More recently a mains power outage and surge fried my friend's boiler's circuits just down the road, and shortly afterwards when I try to use the Transporter, it doesn't work, again.  Wierd fault: the vu meter needles move so it thinks it's playing something, but nothing's coming out of the audio outputs. Not electrical digital, not optical digital not analogue audio.   I tried everything I could think of.

It was only when I had disconnected it from my stereo in preparation for chucking it out, that I thought I'd do one last test, since what I hadn't done up to that point was disconnect it from the mains and reconnect it.  It's one of those things that doesn't have a proper mains switch, but goes into standby mode when you turn it off, ready to respond to a remote control.  So I plugged it back it, and blow me down, it worked.

But I think it's trying to tell me that I need to start thinking about alternative arrangements for my stereo.



Thursday 11 November 2021

Credo

1) Sars-Cov-2 is a nasty virus that can and does kill or maim.

2) There exist cheap, safe and effective prophylactics, acces to which I have been denied by government edict.

3) There exist cheap, safe and effective treatments, access to which I have been denied by government edict.
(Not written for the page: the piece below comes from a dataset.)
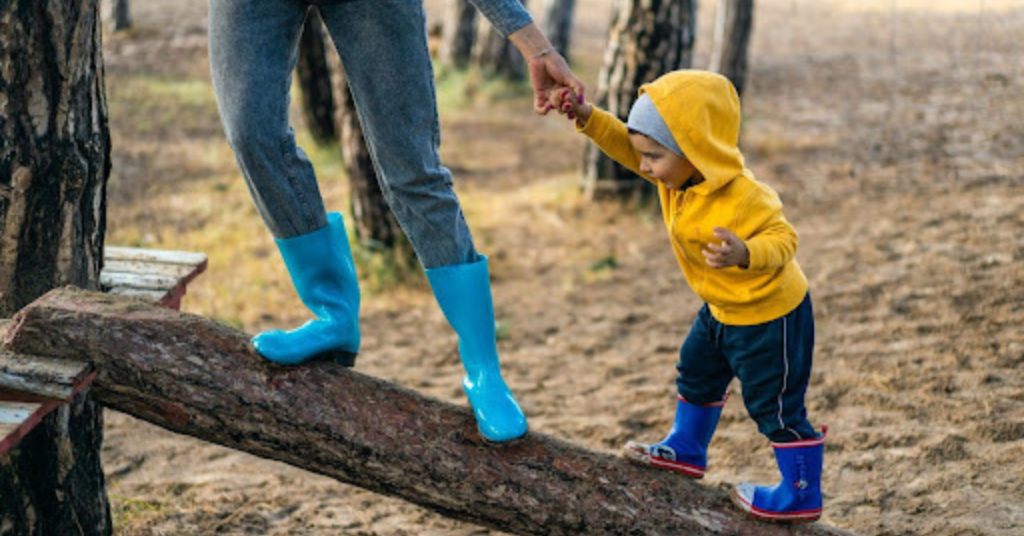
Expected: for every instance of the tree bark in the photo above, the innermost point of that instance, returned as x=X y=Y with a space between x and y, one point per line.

4) The vaccines can only be termed vaccines after the world health organisation changed its definition of vaccine so as to include them.

5) The known short-term side-effects of these vaccines make them the most dangerous vaccines ever deployed.

6) The long-term side effects of these vaccines are unknown.

7) I am being coerced into taking these vaccines by threat of exclusion from the culture into which I was born.

8) I am angry.

Monday 8 November 2021

Windows

DIY tip:  When renovating the dormer windows, and moving from one window to the next, take down the little ladder from the roof before moving the big ladder.



Friday 5 November 2021

Cherry on top

Well I suppose you could argue that it looks a bit like a cherry, but the finial is finally on the top of the tower, indicating the end of the work.   The zinc skirt posed a bit of a problem:  the roofer took the measurements, cut the zinc cone at home and came back to fit it, but the roof isn't exactly conical, so the skirt didn't sit right.  He fixed it by tracing around the edge at a fixed distance from the tile edges.  I think he took a bit off the mounting wood too.  But now it all looks shiny and new (and vertical).  Scaffolding is now down and packed away.



Monday 1 November 2021

New season

The Summer crops are all done, the Autumn harvest of butternut and other squashes is in, and the Winter crops are still in the ground.   So it's time to think ahead and prepare for next year.  And at the same time, take stock of the storm damage.

The cheap plastic greenhouse is no more; the storm finally did for it, tearing the rip-stop plastic cover into several pieces.  The frame survived; it was tied to iron rebar stakes that got bent, but held.  I might divide it into two climbing frames for roses or something, but I'm not going to try to remake a greenhouse from it.

The area of ground in the second picture is newly cultivated this year.  I put down two tarpaulins to keep the weeds down, and planted the squash into holes in them.   You can see the weed-free areas where they used to be.   For next year, I got a load of horse manure from Joël up the road, spread it out on the ground, soaked it thoroughly with water and covered it with the tarpaulins.  I'll plant squash and melons there next year. 

The bare areas where the tarps were this year, I'm pick-axeing to get the rocks and stones out.   These are being used to build the wall behind the ex-greenhouse.  I have a trailer load of compost from the recycling depot at Chammes that I will put on the area, plus some more manure from Joël, and the plan is for potatoes there next year.